Going forward, the government needs to pass GST, which would add around 2 per cent to the country's gross domestic product. “GST will make a huge difference to ease of doing business,” says Sumit Mazumder, chairman and managing director of Tractors India and president of CII. “Right now it is a nightmare if I sell pan-India and have to move stocks from one state to another. Each state has a different entry tax law and form requirements, which will go with the rollout of GST.”

Calls for a reformulated public-private partnership model have strengthened in the last one year. The Twelfth Plan has earmarked Rs56 lakh crore as infrastructure requirement for five years, of which 50 per cent was slated to come from PPP. “A new version of PPP model is the need of the hour and the government must prioritise private capital into infrastructure,” says Vinayak Chatterjee, chairman of Feedback Infra. “We are nowhere in sight of that because PPP has collapsed. Therefore, the government does not have the resource structure.” Clearly, these issues will occupy Modi's mind as he completes his first year in office.


Interview/ Nirmala Sitharaman, minister of state for commerce and industry

There is now a positive air

By Shutapa Paul

What has been the biggest achievement of the government in the past one year?

Jan Dhan Yojana is definitely one of our biggest achievements. There were doubts and questions raised about zero balance accounts, probably because of the experience of the past. Today, Rs14 crore has come into the zero balance accounts within four months. Do we understand what we have done to the economy? From a one-year viewpoint, Jan Dhan Yojana as a scheme is brilliant achievement.

The government came on the plank of economic revival. Would you say that the government delivered on those promises?

If you look at the overall economy, in spite of the fact that many are still cautious, there is a positive air. People are sitting up and saying, 'Yes, there is something happening'. Not just Indians, bodies that do not owe anything to us are saying that India is standing out as an economy that will grow much faster than China. Within a year, that change has come from the earlier perception of policy paralysis. It has come about because of all these measures that we have taken and because we are now moving along with the states.

How would you assess the handling of the black money issue?

What has happened in the past eight months on the black money issue has never happened in the country before. The passing of the black money bill, the approach to various countries outside India with whom we have come to an understanding about sharing information, the G-20 summit where sharing information on black money is a scheme to which we all have agreed. Even the additions made to the income tax form, which are now under review, were brought in on the suggestion of the special investigation team. We are constantly in touch with the SIT in terms of tracking black money within the country. The black money bill would bring in people who have assets abroad and impose 30 per cent penalty on evaders. They will have the opportunity to pay the fine and regularise. But if you miss that opportunity, you will end up in jail.


Research methodology

HOW WE DID IT
THE WEEK-IMRB opinion poll has two segments. The 'expert evaluation' is based on the appraisal of economists, strategic analysts, corporate leaders and specialists in sectors such as agriculture, education and health care. As many as 50 experts in three cities—Delhi, Mumbai and Bengaluru—responded to detailed questionnaires on various topics.

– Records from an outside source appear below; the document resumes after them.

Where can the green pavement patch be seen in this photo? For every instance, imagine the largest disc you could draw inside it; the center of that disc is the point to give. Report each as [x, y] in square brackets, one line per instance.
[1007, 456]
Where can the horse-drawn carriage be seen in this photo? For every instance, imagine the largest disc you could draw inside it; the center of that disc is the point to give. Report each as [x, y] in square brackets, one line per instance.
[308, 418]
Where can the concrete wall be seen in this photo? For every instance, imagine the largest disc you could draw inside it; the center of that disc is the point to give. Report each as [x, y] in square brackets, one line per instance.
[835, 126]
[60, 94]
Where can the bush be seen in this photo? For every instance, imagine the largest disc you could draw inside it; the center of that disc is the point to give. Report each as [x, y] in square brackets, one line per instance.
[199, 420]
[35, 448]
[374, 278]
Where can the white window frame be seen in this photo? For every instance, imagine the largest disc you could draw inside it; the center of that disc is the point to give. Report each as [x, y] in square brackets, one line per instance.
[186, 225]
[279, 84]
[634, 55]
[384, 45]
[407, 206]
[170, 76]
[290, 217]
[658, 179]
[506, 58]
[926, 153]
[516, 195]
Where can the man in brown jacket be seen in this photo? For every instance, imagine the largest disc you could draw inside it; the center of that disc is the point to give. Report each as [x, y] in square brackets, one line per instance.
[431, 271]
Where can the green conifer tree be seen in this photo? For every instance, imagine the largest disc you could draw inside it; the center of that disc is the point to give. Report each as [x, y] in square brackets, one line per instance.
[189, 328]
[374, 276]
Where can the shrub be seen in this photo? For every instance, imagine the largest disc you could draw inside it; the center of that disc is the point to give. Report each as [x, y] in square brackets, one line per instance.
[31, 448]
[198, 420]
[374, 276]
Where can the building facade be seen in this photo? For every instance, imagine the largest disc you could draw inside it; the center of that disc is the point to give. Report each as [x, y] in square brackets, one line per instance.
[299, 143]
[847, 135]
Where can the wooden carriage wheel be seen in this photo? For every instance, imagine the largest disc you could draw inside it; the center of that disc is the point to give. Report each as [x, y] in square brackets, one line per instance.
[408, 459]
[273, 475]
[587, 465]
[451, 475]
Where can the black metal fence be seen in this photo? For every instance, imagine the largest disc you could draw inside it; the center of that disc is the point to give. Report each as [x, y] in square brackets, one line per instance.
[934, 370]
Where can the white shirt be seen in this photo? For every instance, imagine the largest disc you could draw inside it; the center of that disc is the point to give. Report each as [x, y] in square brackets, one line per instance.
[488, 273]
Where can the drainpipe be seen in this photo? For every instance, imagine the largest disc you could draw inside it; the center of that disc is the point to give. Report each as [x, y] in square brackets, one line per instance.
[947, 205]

'Homemaker's take' reflects the assessment of respondents from eleven cities—Ahmedabad, Bengaluru, Chennai, Delhi, Hyderabad, Indore, Kochi, Kolkata, Lucknow, Ludhiana and Mumbai. As many as 1,092 women, belonging to upper- and middle-class households (as per the urban socio-economic classification), were interviewed for the survey.

The experts as well as the homemakers rated the government's performance on a scale of five (5 for very good; 4 for somewhat good; 3 for neither good, nor bad; 2 for somewhat poor; and 1 for very poor). The marks scored by the Modi government on a particular subject reflects the weighted average of the marks given by a group. For instance, a mark of 3.2 on the 'expert evaluation' segment means the weighted average of the marks given by experts was 3.2 out of 5.